Distributed Systems and Cloud Computing

T Technical Teaching


The goal of this course is to provide a comprehensive view on recent topics and trends in distributed systems and cloud computing. We will discuss the software techniques employed to construct and program reliable, highly-scalable systems. We will also cover architecture design of modern datacenters and virtualization techniques that constitute a central topic of the cloud computing paradigm. The course is complemented by a number of lab sessions to get hands-on experience with Hadoop and the design of scalable algorithms with MapReduce.
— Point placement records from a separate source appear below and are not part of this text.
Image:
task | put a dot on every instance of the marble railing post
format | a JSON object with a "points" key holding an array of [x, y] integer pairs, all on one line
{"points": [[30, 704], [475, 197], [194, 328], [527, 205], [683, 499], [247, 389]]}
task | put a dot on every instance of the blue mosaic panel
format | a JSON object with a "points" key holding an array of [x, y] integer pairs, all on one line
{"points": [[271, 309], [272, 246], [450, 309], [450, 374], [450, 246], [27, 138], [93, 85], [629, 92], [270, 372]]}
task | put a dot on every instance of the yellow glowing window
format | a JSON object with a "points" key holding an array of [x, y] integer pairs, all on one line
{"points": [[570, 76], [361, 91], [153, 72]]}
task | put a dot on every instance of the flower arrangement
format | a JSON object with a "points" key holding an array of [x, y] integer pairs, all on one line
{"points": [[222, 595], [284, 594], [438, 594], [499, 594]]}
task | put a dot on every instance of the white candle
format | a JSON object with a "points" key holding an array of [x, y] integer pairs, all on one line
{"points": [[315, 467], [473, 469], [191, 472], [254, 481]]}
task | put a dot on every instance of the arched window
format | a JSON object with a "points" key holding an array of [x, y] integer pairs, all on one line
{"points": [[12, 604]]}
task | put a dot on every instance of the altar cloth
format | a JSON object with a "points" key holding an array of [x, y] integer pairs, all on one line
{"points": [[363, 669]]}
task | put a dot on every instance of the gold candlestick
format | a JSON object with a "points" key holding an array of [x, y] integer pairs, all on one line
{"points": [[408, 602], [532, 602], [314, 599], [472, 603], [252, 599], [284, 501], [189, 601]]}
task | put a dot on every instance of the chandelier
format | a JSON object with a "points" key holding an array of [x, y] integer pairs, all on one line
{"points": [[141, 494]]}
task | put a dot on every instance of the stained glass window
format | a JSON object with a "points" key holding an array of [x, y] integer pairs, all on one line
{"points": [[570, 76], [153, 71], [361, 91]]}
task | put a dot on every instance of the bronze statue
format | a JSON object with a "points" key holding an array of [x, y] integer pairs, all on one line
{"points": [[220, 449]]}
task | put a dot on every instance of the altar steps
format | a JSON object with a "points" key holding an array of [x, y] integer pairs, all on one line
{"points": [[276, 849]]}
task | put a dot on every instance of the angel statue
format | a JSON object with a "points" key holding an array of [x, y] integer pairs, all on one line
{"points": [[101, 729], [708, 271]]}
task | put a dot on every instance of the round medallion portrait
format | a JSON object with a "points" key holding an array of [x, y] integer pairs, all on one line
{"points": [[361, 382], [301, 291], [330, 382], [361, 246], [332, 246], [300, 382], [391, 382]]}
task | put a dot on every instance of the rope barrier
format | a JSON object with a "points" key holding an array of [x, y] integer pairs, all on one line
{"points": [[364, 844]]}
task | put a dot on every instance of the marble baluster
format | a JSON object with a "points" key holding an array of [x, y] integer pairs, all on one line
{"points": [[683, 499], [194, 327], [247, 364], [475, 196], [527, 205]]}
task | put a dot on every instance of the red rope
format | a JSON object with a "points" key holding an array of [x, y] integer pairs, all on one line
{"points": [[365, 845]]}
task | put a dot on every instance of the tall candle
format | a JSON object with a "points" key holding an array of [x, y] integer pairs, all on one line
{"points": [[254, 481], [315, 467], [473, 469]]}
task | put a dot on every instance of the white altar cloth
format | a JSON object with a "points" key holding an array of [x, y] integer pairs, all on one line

Teaching and Learning Methods: Lectures and Lab sessions (group of 2 students) 

Course Policies: Attendance to Lab session is mandatory.


  • Learning Spark, by Holden Karau, Andy Konwinski, Patrick Wendell and Matei Zaharia, O'Reilly
  • Data-intensive Text Processing with MapReduce, by Jimmy Lin and Chris Dyer
  • Hadoop, The Definitive Guide, by Tom White
  • Hadoop Operations, by Eric Sammer
  • HBase, The Definitive Guide, by Lars George


Knowledge of data structures, algorithm design, distributed algorithms. Being fluent with Java and at least another programming language (python is recommended, scala is required for advanced topics) is highly desirable.


  • Introduction
  • Scalable algorithm design
  • Apache Hadoop internals
  • Apache Spark internals
  • Cluster and datacenter schedulers
  • Relational algebra
  • Apache Pig and Pig Latin
  • Distributed Storage Systems
  • Coordinating distributed systems with Apache Zookeeper
  • Selected topics in Cloud Computing

 Learning outcomes:

  • Understand, identify and manipulate concepts related to the architecture of distributed systems
  • Design and implementation of scalable, distributed algorithms
  • Understand and use distributed storage systems

Nb hours: 42.00, at least 5 Lab sessions (15 hours)

Grading Policy: Lab reports (50%), Final Exam (50%)

Nb hours: 42.00
Nb hours per week: 3.00